A few years ago, my father was ailing and I was spending several weeks over the summer with my mom, helping out. I gave myself the excuse that having my mom teach me to quilt (again) would help her keep her mind of my Dad's failing health but, in reality, I think it was keeping my own mind off it and desperately needing that connection of mother-to-daughter in a difficult time.
Whatever it was, this time it caught. I completed my first wallhanging and ended up painting the entire first floor of our house so that it would go with the wallhanging now prominently displayed. I can look back at that now and know that when you decorate your house to work with a particular quilt, you're truly a quilter! In any case, once the painting was done, I was off and running.
Or, rather, haltingly stumbling along.
I tell people "I've been quilting for 7 years, but only quilting for 2 years". Although I completed that first wallhanging in 2001, the next several years were very hit-and-miss for me in terms of actually sitting at my sewing machine.
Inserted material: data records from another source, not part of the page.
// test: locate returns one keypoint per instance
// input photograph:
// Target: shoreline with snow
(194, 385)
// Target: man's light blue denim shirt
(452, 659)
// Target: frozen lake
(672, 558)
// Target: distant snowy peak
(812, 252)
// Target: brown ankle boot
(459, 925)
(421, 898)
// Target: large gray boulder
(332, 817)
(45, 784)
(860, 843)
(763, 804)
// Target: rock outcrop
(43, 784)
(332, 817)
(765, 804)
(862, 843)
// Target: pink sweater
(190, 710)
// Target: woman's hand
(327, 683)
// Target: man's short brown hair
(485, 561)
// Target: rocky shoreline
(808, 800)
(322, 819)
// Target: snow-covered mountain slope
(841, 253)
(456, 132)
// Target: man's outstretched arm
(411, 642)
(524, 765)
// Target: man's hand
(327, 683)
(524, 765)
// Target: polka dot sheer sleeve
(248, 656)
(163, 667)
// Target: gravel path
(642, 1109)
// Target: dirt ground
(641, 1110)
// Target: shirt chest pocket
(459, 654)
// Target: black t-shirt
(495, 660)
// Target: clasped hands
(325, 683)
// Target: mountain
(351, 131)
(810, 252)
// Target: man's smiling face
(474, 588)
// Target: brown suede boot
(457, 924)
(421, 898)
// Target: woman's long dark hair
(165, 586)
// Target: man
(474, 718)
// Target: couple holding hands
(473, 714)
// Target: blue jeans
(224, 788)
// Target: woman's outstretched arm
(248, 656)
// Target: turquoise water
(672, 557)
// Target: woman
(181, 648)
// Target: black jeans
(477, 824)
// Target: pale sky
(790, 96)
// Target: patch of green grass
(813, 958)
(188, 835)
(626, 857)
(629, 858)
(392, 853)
I didn't have adequate space or time to really be productive, and so although I enjoyed quilting I also found it very frustrating.
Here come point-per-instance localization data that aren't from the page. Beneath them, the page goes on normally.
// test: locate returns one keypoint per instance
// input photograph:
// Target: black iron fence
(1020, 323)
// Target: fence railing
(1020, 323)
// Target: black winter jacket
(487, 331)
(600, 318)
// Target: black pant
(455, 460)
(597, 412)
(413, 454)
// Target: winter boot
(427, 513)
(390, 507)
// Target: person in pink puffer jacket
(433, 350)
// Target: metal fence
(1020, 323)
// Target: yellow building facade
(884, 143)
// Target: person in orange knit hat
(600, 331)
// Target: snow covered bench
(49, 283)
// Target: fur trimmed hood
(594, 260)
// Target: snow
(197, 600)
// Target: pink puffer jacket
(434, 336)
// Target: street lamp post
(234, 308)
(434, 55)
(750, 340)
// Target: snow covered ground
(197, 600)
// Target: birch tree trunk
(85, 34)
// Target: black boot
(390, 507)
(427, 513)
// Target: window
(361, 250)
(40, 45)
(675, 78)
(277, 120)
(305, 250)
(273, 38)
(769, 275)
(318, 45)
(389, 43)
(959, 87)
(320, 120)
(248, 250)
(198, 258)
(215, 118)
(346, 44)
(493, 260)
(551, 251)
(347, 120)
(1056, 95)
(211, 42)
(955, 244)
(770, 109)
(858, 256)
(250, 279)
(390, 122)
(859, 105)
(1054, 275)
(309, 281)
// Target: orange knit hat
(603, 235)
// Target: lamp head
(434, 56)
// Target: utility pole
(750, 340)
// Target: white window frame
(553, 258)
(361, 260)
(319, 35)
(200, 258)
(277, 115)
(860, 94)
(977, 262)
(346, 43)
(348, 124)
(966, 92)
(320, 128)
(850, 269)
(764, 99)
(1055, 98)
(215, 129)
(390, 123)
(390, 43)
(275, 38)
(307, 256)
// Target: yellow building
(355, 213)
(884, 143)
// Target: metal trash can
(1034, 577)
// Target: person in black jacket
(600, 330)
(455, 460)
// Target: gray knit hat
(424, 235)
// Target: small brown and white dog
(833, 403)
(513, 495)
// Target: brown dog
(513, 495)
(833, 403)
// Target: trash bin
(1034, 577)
In 2006 we moved to a new house and I was able to designate a larger area as my quilting workplace and, more importantly, it now remains set up at all times. I'm more able to work on a project 10 minutes at a time rather than having to take 30 minutes just to get myself set up. My kids have grown less dependent upon me and, indeed, my son now frequently strands me at home without my car--which means I now sometimes have whole chunks of time with nothing calling to me except my Janome. The first part in the new house that I finished unpacking and setting up was the sewing area. I began to feel productive once again.
And then came sabbatical. I was able to finish off several old projects (UFOs) that had been languishing--some for years--as well as complete several new projects. I still spent time writing every day, and in the gym, attending to my other goals, but I began to schedule in quilting time just as I did everything else on my calendar.
Although for years I struggled with calling myself "a quilter", I now do it gladly. I'm not a good quilter, mind you, and I will be very candid with my mistakes and frustrations as I go. I still feel very beginner, although may now be finally dabbling my toes in intermediate. However, I often go to sleep planning quilts in my head, and I check the mailbox hoping for a fabric catalogue. So the fever has caught.
So there it is. You can see the stash of my experiences piled up on the shelf. Time to see what we can make of it.